In a phase-wise manner, the French Postal Service’s La Poste Retail division re-designed its post offices to move away from the “wall” mentality, engaged passionate employees with equally passionate customers, changed its office hours in keeping with customer needs, introduced new performance metrics, and formed new teams between local and central offices. The process of change itself was co-created between internal and external stakeholders.
Cisco moved to a “engage and co-create” model rather than “cascade and align” via initiatives themed around future of work, commerce transformation, idea competitions, and team-based metrics. Predica developed a deeper understanding of its potential insurance customers by inviting them to share “my first savings” stories. HCL employees can pose questions directly to the CEO, with some answers shared publicly; intrapreneur initiatives promote more internal creativity.
Kaiser Chemicals improved its “collective sense and respond” capabilities via a series of open data-rich websites, shared best practices for farmers, academic partnerships, and internal workshops on group metrics. Caja Navarra bank lets customers have inputs on where the bank should spend its money, and shares information on which investments have been profitable; customers also vote on philanthropy projects.
Citizens of Seoul get to suggest ideas to government and vote on each others’ ideas; they are involved in policymaking around issues like bicycle lane support and maintenance, thus going beyond the usual complaints focus of other e-government initiatives. In Rio Grande do Sul, Brazilian entrepreneurs, industry, civil society and government jointly worked on Agenda 2020, with a consensus-based referendum.

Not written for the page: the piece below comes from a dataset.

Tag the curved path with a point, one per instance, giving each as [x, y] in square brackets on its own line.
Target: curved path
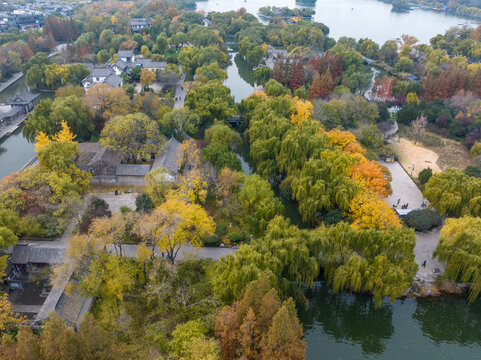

In sum, core components of co-creation are engagement, experience, empathy and empowerment. Companies need to master not just their own internal processes via Kaizen or Six Sigma, but also “customer processes” with respect to their needs and aspiration.
Organisations need to learn how to learn, nurture, share, and deploy knowledge across traditional boundaries, thus pushing the traditional models of knowledge management. This requires becoming a “nodal enterprise” based on ecosystem metrics, and goes beyond existing models of crowdsourcing.
In the long run, co-creation will play a major role in designing our economy (“co-creative capitalism”) and society. Self-interest and collective interest need to go hand in hand.
The best way to anticipate the future is to co-create it, the authors sum up.